Personal information
- Date of birth: 19 July 1963 (age 62)
- Place of birth: Lyon, France
- Height: 5 ft 10 in (1.78 m)
- Position: Defender

Youth career
- 1981–1982: AS Saint-Étienne

Senior career*
- Years: Team / Apps / (Gls)
- 1982–1988: AS Saint-Étienne / 137 / (10)
- 1988: RC Strasbourg / 14 / (1)
- 1988–1991: AS Cannes / 74 / (3)
- 1991–1992: Sporting Toulon Var / 21 / (0)
- 1992–1993: Olympique Lyonnais / 15 / (0)
- 1993–1995: Montreal Impact / 39 / (2)
- 1995–1996: AS Saint-Étienne / 0 / (0)
- 1996–1997: AS Poissy

= Patrice Ferri =

French footballer (born 1963)

Patrice Ferri is a retired French association football defender who played professionally in France and Canada.

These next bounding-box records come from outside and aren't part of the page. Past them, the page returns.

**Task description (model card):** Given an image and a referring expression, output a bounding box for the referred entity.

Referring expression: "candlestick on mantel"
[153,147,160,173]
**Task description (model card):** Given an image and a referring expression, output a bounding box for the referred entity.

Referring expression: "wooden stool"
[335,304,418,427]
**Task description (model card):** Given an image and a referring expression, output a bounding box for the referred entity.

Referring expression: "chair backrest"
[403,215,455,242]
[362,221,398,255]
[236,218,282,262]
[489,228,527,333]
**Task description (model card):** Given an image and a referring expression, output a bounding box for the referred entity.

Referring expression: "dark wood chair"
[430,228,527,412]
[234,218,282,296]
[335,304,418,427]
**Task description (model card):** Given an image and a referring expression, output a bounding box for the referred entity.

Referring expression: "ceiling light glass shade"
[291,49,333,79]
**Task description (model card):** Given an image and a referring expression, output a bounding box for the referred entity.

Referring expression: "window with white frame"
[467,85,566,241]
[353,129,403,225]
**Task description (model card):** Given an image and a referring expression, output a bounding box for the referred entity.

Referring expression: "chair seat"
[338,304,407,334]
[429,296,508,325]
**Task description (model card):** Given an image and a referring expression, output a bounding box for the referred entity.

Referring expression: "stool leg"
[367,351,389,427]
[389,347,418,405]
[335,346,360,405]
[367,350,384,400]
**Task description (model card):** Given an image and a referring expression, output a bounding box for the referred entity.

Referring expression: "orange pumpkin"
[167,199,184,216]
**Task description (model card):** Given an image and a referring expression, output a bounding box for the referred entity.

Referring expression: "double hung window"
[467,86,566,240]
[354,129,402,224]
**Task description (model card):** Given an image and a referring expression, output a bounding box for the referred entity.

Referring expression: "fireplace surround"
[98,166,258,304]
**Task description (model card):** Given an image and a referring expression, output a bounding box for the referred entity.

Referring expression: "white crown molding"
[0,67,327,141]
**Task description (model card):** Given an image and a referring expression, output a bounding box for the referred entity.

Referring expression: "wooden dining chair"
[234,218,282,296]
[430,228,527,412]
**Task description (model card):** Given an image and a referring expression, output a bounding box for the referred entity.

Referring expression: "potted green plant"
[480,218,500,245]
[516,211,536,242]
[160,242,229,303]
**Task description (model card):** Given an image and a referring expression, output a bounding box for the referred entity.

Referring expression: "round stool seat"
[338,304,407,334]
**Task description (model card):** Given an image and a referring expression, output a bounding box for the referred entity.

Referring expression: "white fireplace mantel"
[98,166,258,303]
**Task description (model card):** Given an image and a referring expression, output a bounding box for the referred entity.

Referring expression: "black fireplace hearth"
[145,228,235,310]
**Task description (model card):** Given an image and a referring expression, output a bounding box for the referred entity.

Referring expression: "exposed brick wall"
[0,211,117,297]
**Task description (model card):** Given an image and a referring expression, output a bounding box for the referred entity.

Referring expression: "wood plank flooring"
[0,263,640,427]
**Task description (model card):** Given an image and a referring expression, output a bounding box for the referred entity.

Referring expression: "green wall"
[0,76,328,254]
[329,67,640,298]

In 1981, Ferri, then seventeen, signed an apprentice contract with AS Saint-Étienne. During the 1982-1983 season, he moved to the first team. In November 1988, Ferri briefly played for RC Strasbourg before moving to AS Cannes. In 1991, he transferred to Sporting Toulon Var for one season before spending the 1992-1993 season with Olympique Lyonnais. In 1993, Ferri moved to Canada and joined the Montreal Impact of the American Professional Soccer League. In 1993, he was selected as First Team All-League. In 1995, Ferri moved back to France, where he joined Saint-Étienne for one season. He finished his career with AS Poissy.